Nonetheless, the broader effect of SBA’s specific clarification of the first self-certification provision calls into question whether additional clarification will ultimately define the word “necessary” in this subsection of the Act in a way that will put forgiveness of the loan at risk for borrowers across the country. Additional guidance on the large business question muddies the water even further,
Although the CARES Act suspends the ordinary requirement that borrowers must be unable to obtain credit elsewhere (as defined in section 3(h) of the Small Business Act), borrowers still must certify in good faith that their PPP loan request is necessary…taking into account their current business activity and their ability to access other sources of liquidity sufficient to support their ongoing operations in a manner that is not significantly detrimental to the business.
The dilemma for a borrower is whether “necessary” as used in the Act means that there were other sources of liquidity available, or whether it means that a borrower, in their good faith judgment, believed the loan was necessary to support their ongoing operations within the purpose of the PPP (to keep employees receiving paychecks) and within the complex context of Stay at Home orders with no set end date.
Surely Congress did not intend for the PPP to be limited to only those entities that have used up all other possible sources of liquidity. Surely that first self-certification requirement means that business owners and non-profit leaders should make context-specific determinations about whether their organizations’ survival and their employees’ livelihoods depended on receipt of a PPP loan. The CARES Act was a proclamation to the American people that help was on the way. PPP borrowers across the Capital Region and the country are imploring the SBA to prove Congress will keep its promise to the American people.
Update May 13, 2020
Thankfully, the work of Louisiana’s federal Congressional delegation in insisting the SBA address this self-certification issue appears to have been effective. The SBA released additional guidance today regarding self-certification and how it will be reviewed, stating in its FAQ on the PPP:
…Any borrower that, together with its affiliates, received PPP loans with an original principal amount of less than $2 million will be deemed to have made the required certification concerning the necessity of the loan request in good faith.
To put that in perspective, a $2 million PPP loan would provide eight weeks of payroll for 260 employees whose annual salaries are $50,000 per year. Small businesses are typically those of 500 employees or fewer.

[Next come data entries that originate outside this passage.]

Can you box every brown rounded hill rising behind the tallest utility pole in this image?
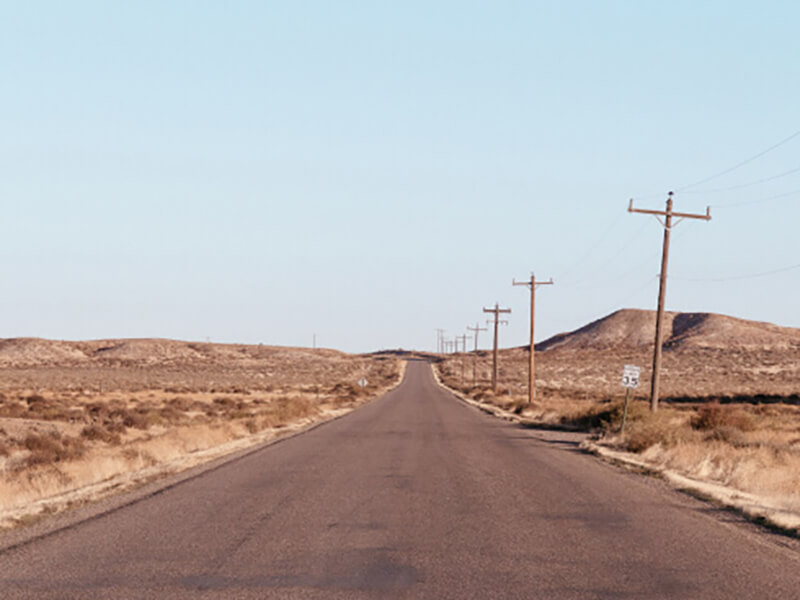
[536,309,800,350]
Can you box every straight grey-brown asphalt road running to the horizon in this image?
[0,363,800,600]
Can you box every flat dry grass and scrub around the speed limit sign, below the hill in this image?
[437,348,800,512]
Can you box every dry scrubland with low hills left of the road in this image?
[0,338,403,526]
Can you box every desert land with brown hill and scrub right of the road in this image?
[437,310,800,528]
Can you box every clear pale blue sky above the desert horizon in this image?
[0,0,800,351]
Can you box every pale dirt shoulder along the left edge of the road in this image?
[0,360,408,553]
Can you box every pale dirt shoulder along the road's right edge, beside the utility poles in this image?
[430,363,800,539]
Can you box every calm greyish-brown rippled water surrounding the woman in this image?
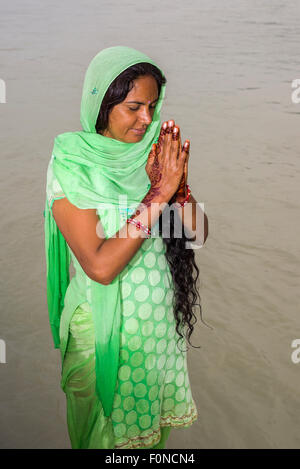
[0,0,300,448]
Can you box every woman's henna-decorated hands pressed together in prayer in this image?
[145,120,189,200]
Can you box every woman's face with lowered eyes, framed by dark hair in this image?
[102,75,159,143]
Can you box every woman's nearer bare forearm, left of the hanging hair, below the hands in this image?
[96,189,170,284]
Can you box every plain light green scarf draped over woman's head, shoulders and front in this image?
[44,46,165,416]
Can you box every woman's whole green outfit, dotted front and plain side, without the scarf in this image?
[49,160,197,449]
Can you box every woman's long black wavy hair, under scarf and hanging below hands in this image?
[95,62,204,348]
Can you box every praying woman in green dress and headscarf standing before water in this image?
[44,46,207,448]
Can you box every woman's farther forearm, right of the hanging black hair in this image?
[176,194,208,248]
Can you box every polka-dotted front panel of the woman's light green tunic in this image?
[108,234,195,448]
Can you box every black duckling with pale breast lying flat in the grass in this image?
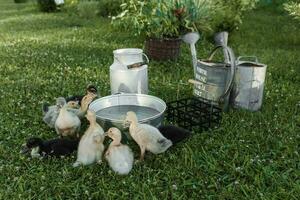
[22,137,79,158]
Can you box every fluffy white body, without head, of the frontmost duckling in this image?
[106,145,133,175]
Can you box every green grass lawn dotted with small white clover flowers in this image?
[0,0,300,199]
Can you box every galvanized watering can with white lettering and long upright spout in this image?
[183,32,235,111]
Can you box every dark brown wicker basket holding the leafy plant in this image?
[145,38,181,60]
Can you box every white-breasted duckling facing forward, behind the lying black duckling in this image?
[55,97,81,137]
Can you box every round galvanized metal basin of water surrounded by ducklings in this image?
[89,93,167,131]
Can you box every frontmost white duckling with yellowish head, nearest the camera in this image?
[105,127,133,175]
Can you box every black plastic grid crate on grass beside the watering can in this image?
[166,97,222,131]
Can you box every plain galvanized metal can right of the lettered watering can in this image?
[231,56,267,111]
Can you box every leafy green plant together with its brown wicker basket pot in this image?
[113,0,211,60]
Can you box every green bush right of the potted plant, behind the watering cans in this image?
[213,0,258,32]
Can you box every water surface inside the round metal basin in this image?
[96,105,160,120]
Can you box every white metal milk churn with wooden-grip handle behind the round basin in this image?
[110,48,149,94]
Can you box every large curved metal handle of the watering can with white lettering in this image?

Almost all loans will be covered under this safe harbor. Of the 3,606,253 PPP loans made before May 9, 99 percent were for $2 million or less. The SBA explained its reasoning for the definition as, “appropriate because borrowers with loans below this threshold are generally less likely to have had access to adequate sources of liquidity in the current economic environment than borrowers that obtained larger loans.”
Loans made to businesses for greater than $2 million will be subject to SBA review for compliance with program requirements, but SBA makes note that these borrowers, “may still have an adequate basis for making the required good faith certification, based on their individual circumstances in light of the language of the certification and SBA guidance.” The safe harbor is great news to the bulk of borrowers, and our federal delegation should be commended. Hopefully, the SBA will elucidate further how it will judge applications for those borrowers which remain.